10b5-1 cooling-off period
Also: cooling-off period, 10b5-1 cooling off, 10b5-1 waiting period
A minimum waiting period between adopting or modifying a 10b5-1 plan and the first trade under that plan. 90 days for officers and directors, 30 days for other employees; new plans after a prior cycle require 120 days.
The cooling-off period is the SEC-mandated waiting window between the date a 10b5-1 plan is adopted (or materially modified) and the first trade under that plan. Under the 2022 amendments to Rule 10b5-1, officers and directors must wait at least 90 days before the first trade, and 120 days if the prior plan terminated in the same 12-month period. Non-insider employees wait 30 days.
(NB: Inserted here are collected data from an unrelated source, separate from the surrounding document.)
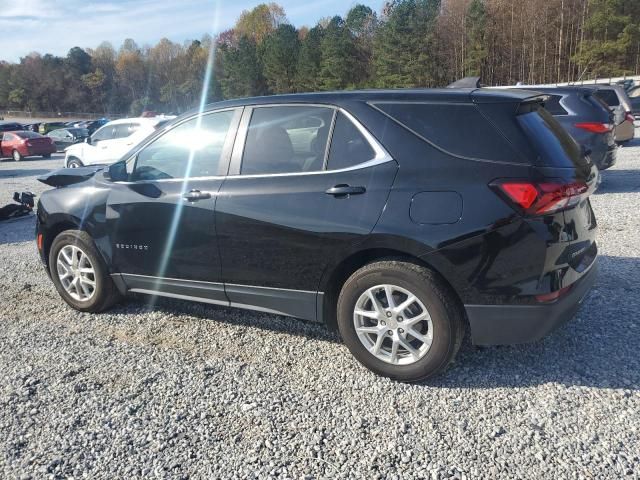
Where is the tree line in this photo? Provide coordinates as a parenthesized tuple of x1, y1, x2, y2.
(1, 0, 638, 116)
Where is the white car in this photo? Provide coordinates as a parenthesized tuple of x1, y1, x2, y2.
(63, 117, 174, 168)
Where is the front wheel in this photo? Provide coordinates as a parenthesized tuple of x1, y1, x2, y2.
(66, 157, 83, 168)
(49, 230, 120, 312)
(12, 150, 23, 162)
(337, 261, 465, 382)
(42, 153, 52, 159)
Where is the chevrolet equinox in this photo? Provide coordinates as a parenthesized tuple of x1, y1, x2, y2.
(36, 89, 599, 381)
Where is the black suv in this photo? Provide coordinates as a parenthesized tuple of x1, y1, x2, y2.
(36, 89, 599, 381)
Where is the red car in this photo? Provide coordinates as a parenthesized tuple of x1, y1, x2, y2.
(0, 131, 56, 161)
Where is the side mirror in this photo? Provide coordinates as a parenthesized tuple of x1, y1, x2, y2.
(85, 137, 92, 145)
(106, 161, 128, 182)
(580, 145, 592, 158)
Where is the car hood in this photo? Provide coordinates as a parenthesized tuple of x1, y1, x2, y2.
(64, 142, 83, 154)
(38, 166, 104, 187)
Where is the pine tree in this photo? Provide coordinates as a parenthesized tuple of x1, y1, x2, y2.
(296, 26, 325, 92)
(465, 0, 488, 76)
(374, 0, 441, 88)
(219, 36, 267, 98)
(318, 16, 359, 90)
(261, 24, 300, 93)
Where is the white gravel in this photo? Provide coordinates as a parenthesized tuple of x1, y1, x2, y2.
(0, 147, 639, 479)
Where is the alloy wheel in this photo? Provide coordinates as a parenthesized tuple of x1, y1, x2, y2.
(353, 284, 434, 365)
(56, 245, 97, 301)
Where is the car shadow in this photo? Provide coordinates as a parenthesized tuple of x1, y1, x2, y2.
(619, 137, 640, 148)
(596, 169, 640, 194)
(426, 254, 640, 390)
(0, 168, 52, 179)
(0, 214, 36, 244)
(108, 255, 639, 390)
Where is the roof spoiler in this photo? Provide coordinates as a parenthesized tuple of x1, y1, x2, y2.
(447, 76, 483, 88)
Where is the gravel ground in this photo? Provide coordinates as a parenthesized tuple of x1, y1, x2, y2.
(0, 147, 639, 480)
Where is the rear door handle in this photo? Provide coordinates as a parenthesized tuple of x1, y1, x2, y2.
(183, 190, 211, 202)
(325, 184, 366, 197)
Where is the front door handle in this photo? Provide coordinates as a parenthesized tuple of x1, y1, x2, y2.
(325, 184, 366, 197)
(183, 190, 211, 202)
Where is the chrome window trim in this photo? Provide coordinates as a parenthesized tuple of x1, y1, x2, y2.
(227, 103, 393, 179)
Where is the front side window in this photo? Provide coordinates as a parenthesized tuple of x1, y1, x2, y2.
(92, 125, 114, 142)
(241, 106, 334, 175)
(132, 110, 235, 181)
(326, 112, 376, 170)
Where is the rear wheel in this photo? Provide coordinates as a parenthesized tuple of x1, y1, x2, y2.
(337, 261, 465, 382)
(67, 157, 83, 168)
(42, 153, 52, 159)
(49, 230, 120, 312)
(12, 150, 23, 162)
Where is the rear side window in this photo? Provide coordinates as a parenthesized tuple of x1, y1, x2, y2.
(543, 95, 568, 115)
(517, 107, 586, 169)
(241, 106, 334, 175)
(374, 102, 519, 163)
(326, 113, 375, 170)
(113, 123, 136, 139)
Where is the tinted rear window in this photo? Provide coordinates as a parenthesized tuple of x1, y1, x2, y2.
(594, 89, 620, 107)
(544, 95, 568, 115)
(374, 102, 520, 163)
(517, 107, 586, 168)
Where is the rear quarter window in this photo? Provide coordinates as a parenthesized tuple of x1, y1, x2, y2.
(372, 102, 520, 163)
(543, 95, 569, 115)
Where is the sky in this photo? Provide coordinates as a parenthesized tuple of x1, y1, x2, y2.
(0, 0, 382, 62)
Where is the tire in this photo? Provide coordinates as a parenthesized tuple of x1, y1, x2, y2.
(42, 154, 52, 159)
(67, 157, 83, 168)
(49, 230, 120, 312)
(337, 261, 465, 382)
(12, 150, 23, 162)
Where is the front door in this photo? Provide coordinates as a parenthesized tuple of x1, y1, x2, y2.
(215, 106, 397, 320)
(105, 108, 241, 302)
The cooling-off period gives a clean window where the information environment has turned over before automated trading begins.
Example: a senior VP adopts a 10b5-1 plan on February 3 for 1,000-share monthly sales starting on the 10th of each month. The first eligible trade date is May 4, 90 days later. The plan executes on May 10 for the first trade and continues monthly.
Common mistake: pairing 10b5-1 adoption with an earnings release or material announcement. The SEC scrutinizes plans adopted just before positive news. Adopt the plan well inside a quiet information period to keep the affirmative defense intact.
Cooling-off periods matter at plan adoption, at modification, and when a plan is terminated and replaced mid-year.